Data Sets

In section dataframes we have illustrated how to enter data manually. However the data are generally available beforehand. This section aims to illustrate how to (a) import data into R, (b) perform basic data manipulation and (c) export data.

##Import Data A data set might be available in different formats. Some of the most commonly used formats are .csv, .sav, .Rdata, .txt. Importing data and checking their status are initial steps and should be conducted carefully.

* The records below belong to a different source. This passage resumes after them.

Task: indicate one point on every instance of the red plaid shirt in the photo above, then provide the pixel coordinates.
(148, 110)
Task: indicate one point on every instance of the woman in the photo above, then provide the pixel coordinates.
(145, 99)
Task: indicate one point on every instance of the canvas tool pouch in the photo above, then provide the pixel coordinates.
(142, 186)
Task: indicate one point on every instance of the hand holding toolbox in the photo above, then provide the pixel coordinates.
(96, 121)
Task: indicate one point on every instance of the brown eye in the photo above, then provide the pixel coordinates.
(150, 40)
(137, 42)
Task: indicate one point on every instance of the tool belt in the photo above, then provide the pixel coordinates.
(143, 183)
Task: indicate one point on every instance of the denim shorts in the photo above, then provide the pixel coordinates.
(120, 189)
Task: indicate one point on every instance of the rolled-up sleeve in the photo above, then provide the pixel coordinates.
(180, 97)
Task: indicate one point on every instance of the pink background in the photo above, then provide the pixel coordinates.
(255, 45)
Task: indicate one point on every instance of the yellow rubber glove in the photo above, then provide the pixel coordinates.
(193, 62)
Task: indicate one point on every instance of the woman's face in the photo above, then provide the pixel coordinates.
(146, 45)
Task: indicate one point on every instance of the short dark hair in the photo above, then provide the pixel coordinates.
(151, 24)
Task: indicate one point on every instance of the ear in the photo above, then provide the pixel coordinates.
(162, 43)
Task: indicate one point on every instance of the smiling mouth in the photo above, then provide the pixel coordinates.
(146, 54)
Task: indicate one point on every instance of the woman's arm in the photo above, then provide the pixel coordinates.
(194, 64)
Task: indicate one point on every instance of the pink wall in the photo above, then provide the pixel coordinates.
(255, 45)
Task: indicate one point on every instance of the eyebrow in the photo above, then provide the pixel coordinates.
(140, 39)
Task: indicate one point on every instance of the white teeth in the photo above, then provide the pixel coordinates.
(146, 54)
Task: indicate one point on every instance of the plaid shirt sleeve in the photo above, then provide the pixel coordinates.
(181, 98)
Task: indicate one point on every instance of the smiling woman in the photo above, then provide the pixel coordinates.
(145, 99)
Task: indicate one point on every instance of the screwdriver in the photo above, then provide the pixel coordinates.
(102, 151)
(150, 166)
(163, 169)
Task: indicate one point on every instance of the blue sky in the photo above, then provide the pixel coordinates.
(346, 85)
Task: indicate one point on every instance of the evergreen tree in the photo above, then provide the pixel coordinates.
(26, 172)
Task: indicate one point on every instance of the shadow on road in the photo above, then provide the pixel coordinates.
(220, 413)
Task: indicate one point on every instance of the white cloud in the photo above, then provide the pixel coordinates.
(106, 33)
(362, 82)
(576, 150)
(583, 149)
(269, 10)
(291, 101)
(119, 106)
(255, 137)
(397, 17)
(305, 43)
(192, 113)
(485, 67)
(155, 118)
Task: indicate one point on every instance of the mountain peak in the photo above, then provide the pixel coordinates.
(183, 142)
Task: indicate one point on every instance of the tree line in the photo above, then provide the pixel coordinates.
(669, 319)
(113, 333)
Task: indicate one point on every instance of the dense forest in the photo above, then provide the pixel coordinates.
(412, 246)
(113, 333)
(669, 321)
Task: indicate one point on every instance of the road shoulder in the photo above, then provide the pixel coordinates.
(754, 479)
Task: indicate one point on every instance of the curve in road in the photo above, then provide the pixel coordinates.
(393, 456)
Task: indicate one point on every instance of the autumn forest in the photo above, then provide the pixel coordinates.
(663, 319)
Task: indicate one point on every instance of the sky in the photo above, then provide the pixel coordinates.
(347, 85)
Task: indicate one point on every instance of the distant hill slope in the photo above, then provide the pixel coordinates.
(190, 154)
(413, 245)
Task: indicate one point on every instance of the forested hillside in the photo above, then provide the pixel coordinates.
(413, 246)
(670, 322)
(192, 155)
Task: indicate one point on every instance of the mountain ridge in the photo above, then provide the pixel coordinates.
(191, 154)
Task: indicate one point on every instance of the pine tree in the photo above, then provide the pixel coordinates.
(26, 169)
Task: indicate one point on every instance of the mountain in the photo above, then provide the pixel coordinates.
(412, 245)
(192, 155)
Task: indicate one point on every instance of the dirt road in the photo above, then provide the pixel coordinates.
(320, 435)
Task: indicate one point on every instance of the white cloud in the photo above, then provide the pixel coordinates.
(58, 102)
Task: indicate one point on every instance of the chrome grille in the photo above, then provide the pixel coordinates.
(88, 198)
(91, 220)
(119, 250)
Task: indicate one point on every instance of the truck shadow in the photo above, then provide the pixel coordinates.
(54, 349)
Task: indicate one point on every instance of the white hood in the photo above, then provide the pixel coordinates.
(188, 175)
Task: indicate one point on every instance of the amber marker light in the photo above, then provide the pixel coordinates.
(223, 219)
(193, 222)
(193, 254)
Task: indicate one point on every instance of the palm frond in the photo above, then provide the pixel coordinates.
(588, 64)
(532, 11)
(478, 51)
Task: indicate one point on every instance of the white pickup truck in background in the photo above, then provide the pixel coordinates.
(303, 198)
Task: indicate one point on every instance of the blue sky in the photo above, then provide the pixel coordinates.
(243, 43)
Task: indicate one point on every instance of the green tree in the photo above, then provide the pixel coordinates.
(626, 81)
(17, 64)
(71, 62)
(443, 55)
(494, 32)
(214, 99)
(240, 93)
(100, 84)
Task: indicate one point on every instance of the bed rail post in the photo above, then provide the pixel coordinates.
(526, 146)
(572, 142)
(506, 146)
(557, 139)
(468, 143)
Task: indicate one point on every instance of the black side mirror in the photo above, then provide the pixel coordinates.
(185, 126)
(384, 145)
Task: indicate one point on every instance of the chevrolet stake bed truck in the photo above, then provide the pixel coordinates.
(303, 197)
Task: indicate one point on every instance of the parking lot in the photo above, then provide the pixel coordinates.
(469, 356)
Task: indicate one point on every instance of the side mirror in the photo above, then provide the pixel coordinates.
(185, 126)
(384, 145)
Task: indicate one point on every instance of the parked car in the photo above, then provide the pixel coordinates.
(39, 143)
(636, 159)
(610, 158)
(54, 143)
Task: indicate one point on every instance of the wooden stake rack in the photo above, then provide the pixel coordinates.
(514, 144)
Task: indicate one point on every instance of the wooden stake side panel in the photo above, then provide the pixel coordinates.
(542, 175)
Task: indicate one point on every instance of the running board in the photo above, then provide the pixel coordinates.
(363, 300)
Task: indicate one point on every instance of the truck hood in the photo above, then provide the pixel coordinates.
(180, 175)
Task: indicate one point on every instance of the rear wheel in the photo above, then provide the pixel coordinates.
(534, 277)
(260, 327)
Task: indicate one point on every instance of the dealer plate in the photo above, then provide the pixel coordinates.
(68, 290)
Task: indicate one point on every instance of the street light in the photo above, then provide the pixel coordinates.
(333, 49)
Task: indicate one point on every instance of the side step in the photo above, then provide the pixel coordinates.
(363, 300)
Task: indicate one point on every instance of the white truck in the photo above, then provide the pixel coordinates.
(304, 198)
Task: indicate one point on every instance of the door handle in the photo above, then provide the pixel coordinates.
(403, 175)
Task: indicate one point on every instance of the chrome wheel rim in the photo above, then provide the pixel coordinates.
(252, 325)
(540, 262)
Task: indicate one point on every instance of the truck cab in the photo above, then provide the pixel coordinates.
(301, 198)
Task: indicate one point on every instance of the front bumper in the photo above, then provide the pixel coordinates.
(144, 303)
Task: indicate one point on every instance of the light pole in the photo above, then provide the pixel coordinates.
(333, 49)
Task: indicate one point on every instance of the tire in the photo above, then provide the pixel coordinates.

As mentioned in theworkspace section, if the data and the R script are in the same folder, a detailed path to locate the data is NOT needed.

CSV

CSV stands for comma separated values. Microsoft Excel is a useful tool to create this format. The csv is simpler compared to xls, xlsx, xlsb or other Excel formats. A csv file can be imported into R working space using read.csv function. Following code is the simplest specification to read a csv file

data=read.csv("dataname.csv")   # works if dataname.csv is located within the working directory

# Notes: You may need to specify the full path of file:

# data=read.csv("K:\\Users\\Desktop\\folderX\\data.name.csv") with path

# data=read.csv("K:/Users/Desktop/folderX/data.name.csv") with path

# A backslash (\) will cause error in a windows machine

Use ?read.csv to view its arguments. See following notes for relatively important arguments

header=FALSE or header=TRUE indicates whether the file contains variable names.
na.strings is used for declaring missing value indicators. This is generally critical. For example na.strings = “-99” indicates that -99s should be interpreted as NA or na.strings = c(“-99” , “-9” ) indicates that both -99s and -9s represents missing data.
stringsAsFactors=TRUE or stringsAsFactors=FALSE indicates whether character vectors should be converted into factors.
col.names allows renaming variables while reading the data. For example, when reading three variables, col.names should have three elements, such as col.names=c(“A1”,“B2”,“C3”).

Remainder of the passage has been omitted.